Google Books really is a splendid resource, and it is getting to the satge now that undergraduate students can probably find enough information on it to not have to read any real book at all for assignments.  Margaret Davies has a chapter in The Bible in Human Society called "On Prostitution" (pp225-49) and it is that piece of work that I knew I would find soon after submitting my thesis that I would have loved to be able to interact with in my thesis.  But such is life!  Only the first part of the essay is visible via Google Books, but there is enough in there to still be a very worthwhile read.  I was very interested that for a feminist biblical scholar she seemed intent on interpreting the biblical evidence in the worst possible way.  This may reflect my own personal bias but I think there is something extraordinary about the Bible in its historical context that means that its message seems to be more contrast than correspondence with the misogyny of the world around it and should be interpreted accordingly.  Her all too brief but very interesting treatment of 1 Cor 6:12-20 (p240) fits in well with my own thesis.

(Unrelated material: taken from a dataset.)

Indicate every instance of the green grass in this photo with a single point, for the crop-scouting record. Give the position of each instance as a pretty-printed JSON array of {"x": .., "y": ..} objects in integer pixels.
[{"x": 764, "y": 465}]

She also briefly touches on Dio Chrysostom's treatment of prostitution (p242) and gives him credit for trying to marshall public opinion against the exploitation of prostitutes in the 2nd century while the Christians did no such thing.  To which I would respond, 1) the Christians were in no position to do any such thing, and 2) my own analysis of Chrysostom's argument does not put him in such a noble light although Davies' statement is essentially true, her failure to even refer to the particular passage of Chrysostom's (it would be Discourse 7:133-37) suggests she may not have read it herself yet.